Clearly the relationship is not linear. The diagonal is the variable vs itself, so it’s showing a distribution graph instead of scatter plot. Neat, looks like the variable is normally distributed.
Scatterplot is a great first visual. Too many features? Try sampling or generating data subsets before visualizing.
Use pandas.DataFrame.describe() to summarize and describe datasets that are simply too big. This function will generate summary stats.
Scatterplots are useful for pairwise comparison of features.
Scatterplots can go beyond two dimensions. We can use marker size and color to illustrate the 3rd dimension, even 4th dimension as in the famous TED talk of economical inequality. The presenter even used timeline (animation) as the 5th dimension.
Youtube deep learning star Sraj shows a 3D visual of error function while altering y intercept aka bias and slope for linear regression. The global optima i.e. the global minimum in this case is the goal of gradient descent algorithm.
Error functions have shapes and can be visualized. Local optima which prevents your model from improving can potentially be visualized.
Gradient can be visualize as directional arrows that travel in the direction of the global minima along the shape of the 3D plot.
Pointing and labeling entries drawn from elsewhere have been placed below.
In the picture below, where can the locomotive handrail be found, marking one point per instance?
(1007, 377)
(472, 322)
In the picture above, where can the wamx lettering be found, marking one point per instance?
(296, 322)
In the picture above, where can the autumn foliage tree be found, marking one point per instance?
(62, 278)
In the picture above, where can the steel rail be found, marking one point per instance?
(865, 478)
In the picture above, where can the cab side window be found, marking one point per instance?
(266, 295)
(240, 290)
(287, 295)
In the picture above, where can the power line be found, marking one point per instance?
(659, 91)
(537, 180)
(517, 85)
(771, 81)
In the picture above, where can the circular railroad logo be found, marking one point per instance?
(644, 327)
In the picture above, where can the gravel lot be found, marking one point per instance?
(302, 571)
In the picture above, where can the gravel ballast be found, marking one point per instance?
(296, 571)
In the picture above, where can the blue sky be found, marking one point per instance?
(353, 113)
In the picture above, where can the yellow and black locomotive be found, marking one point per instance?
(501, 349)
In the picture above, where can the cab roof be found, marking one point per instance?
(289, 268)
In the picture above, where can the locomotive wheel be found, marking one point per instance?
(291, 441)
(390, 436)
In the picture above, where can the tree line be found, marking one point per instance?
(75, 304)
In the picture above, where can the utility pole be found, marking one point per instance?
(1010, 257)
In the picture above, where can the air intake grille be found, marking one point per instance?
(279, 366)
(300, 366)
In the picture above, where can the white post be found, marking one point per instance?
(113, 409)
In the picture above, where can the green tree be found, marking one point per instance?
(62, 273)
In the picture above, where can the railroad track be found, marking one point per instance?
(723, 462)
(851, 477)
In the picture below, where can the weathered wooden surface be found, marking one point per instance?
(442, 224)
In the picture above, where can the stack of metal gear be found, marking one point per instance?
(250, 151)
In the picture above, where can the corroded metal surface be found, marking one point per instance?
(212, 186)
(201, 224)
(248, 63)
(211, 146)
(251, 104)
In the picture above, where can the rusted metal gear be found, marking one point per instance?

It can also be visualized as a field of arrows in a matrix.
Each residual (y_i — y_hat) can be visualize as a vertical line connecting the data point with the fitted line in linear regression.
Data Scientists Love Box Plots
Why? It displays essential stats about distribution in a concise visual form. Aka candle stick plot. Also popular in finance.
Max, 3rd Quartile, Median, 1st Quartile, min.
This is known as the box and whisker graph too. It’s popular among statisticians. Used to visualize range. It can be drawn horizontally.
What’s between Q3 and Q1? The interquartile range, which used in analyzing outliers. Q1–1.5*IQR is too low, Q3+1.5*IQR is too high.
Box whisker plot displays outliers as a dot!
Check out Boston University’s Blood Pressure dataset box whisker plot with outliers.
Did you say heat map? Heat map has been in and out of favor. Web analytics still use heat map to track events and clicks on a webpage to identify key screen real estates. Why should we use heat map for machine learning?
It turns out that generating a heat map of all the feature variables — feature variables as row headers and column headers, and the variable vs itself on the diagonal— is extremely powerful way to visualize relationships between variables in high dimensional space.
For example, a correlation matrix with heat map coloring. A covariance matrix with heat map coloring. Even a massive confusion matrix with coloring.
Think less about the traditional use of heat map, but more like color is another dimension that can visually summarize the underlining data.
Correlation Matrix Heat Maps are frequently seen on Kaggle, for exploratory data analysis (EDA).
More Data Visualization Magic
Did you know that you can visualize decision trees using graphviz. It may output a very large PNG file. Remember the split of decision tree is not always stable — consistent over time. Take it with a grain of salt. The benefit of visualizing a decision tree is to understand where and how machines made decision splits. Decision tree boundaries can be visualized too, see screenshot below from Sklearn documentation.
Visualizing models, decision boundaries and prediction results may give hints whether the model is indeed a good fit or it is a poor fit for the data. For example, it is high bias to ignore the nature of our data if use a straight line to fit a circular scatter of dots.
Researchers even visualized different optimizers to see their descend to minimize loss.
Did you know you can create interactive plots using Plotly right in Jupyter Notebook? Interactive plots allow you to visualize complex data, toggle and change parameters. For example you can slide to change values of your hyperparameters and visualize how the model performance change in gridsearch and other systematic search of the space.